SpaceX hat vertraulich Börsengang-Unterlagen bei der US-Börsenaufsicht SEC eingereicht – und könnte damit eines der größten IPOs der Technologiegeschichte vorbereiten. Was Investoren jetzt wissen müssen.
SpaceX bereitet Börsengang vor: Elon Musks Raumfahrtkonzern reicht Unterlagen ein
Was bisher bekannt ist
Der sogenannte Draft Registration Statement wurde vertraulich bei der SEC hinterlegt – ein in den USA übliches Verfahren vor einem öffentlichen Börsengang. Konkrete Details zu Bewertung, Ausgabepreis oder Zeitplan hat SpaceX bislang nicht veröffentlicht. Das Unternehmen war zuletzt in privaten Finanzierungsrunden mit rund 350 Milliarden US-Dollar bewertet worden – ein Wert, der SpaceX zu einem der teuersten privaten Unternehmen weltweit macht.
Unklar bleibt derzeit, ob der Börsengang das gesamte Unternehmen oder nur Teile davon betreffen soll – etwa das Satelliten-Internetgeschäft Starlink.
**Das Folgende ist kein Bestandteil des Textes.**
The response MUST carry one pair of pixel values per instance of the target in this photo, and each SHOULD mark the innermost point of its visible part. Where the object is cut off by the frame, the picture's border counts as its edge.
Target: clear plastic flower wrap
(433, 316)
In der Vergangenheit hatte Musk mehrfach angedeutet, Starlink separat an die Börse bringen zu wollen, sobald das Geschäft stabil genug sei. Starlink versorgt mittlerweile Millionen Nutzer in Dutzenden Ländern mit Breitband-Internet über Satelliten.
Warum der Zeitpunkt relevant ist
Die Einreichung fällt in eine Phase, in der der US-Aktienmarkt nach einer längeren Durststrecke bei Technologie-IPOs wieder Appetit auf große Neuzulassungen zeigt.
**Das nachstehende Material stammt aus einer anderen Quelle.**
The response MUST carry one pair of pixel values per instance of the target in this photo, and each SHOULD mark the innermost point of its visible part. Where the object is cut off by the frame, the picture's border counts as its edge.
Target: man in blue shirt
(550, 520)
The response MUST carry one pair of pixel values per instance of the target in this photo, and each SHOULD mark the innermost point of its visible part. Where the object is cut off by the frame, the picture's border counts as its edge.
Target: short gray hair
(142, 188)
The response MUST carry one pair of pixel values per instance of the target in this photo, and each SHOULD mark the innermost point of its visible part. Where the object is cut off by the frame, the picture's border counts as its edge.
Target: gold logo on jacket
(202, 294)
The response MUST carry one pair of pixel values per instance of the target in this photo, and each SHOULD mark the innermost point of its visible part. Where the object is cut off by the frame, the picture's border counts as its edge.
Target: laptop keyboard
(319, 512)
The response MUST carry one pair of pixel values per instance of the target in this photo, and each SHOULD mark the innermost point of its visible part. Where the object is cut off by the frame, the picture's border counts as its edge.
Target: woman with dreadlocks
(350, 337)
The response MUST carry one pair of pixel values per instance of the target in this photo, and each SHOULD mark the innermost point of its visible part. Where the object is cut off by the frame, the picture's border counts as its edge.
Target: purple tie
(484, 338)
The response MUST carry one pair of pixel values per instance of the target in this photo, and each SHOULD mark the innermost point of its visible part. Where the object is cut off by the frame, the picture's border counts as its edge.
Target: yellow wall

Zuletzt hatten Börsengänge wie jener von Reddit das Interesse institutioneller Investoren an Tech-Werten neu entfacht. Ein SpaceX-IPO würde diesen Markt in einer völlig anderen Größenordnung testen.
Hinzu kommt der wachsende kommerzielle Erfolg: SpaceX dominiert den globalen Markt für Satellitenstarts, betreibt Transportmissionen für die NASA und expandiert mit Starlink aggressiv in Schwellen- und Industrieländer. Das Raumfahrtunternehmen gilt als profitabel – eine Seltenheit in einer Branche, die lange von staatlichen Aufträgen abhängig war.
Risiken und offene Fragen
Ein Börsengang von SpaceX wäre trotz der Attraktivität für Investoren nicht ohne Risiken. Elon Musks gleichzeitige Führungsrolle bei Tesla, X (ehemals Twitter) und seinem KI-Unternehmen xAI sorgt regelmäßig für Governance-Diskussionen. Institutionelle Investoren – insbesondere in Europa – achten zunehmend auf klare Unternehmensführungsstrukturen und ESG-Kriterien, Bereiche, in denen Musks Unternehmen kritisch bewertet werden.
Darüber hinaus ist das Raumfahrtgeschäft kapitalintensiv und stark reguliert. Verzögerungen bei der Entwicklung des Starship-Trägersystems oder regulatorische Einschränkungen durch die US-Luftfahrtbehörde FAA könnten die Wachstumspläne bremsen.
Einordnung für deutsche Investoren und Unternehmen
Für deutsche institutionelle Investoren und Family Offices dürfte ein SpaceX-Börsengang zu den meistbeobachteten Ereignissen des Jahres gehören. Die Bewertungsdimensionen übersteigen das Volumen klassischer europäischer Börsenneuzugänge deutlich.
Mittelständische Unternehmen, die Starlink bereits als Konnektivitätslösung nutzen oder evaluieren, sollten die Unternehmensstruktur nach einem möglichen IPO genau verfolgen – eine Börsennotierung verändert erfahrungsgemäß Preisstrategie und Serviceprioritäten.
Der weitere Zeitplan hängt nun davon ab, wann SpaceX den vertraulichen Entwurf in eine öffentliche Einreichung umwandelt.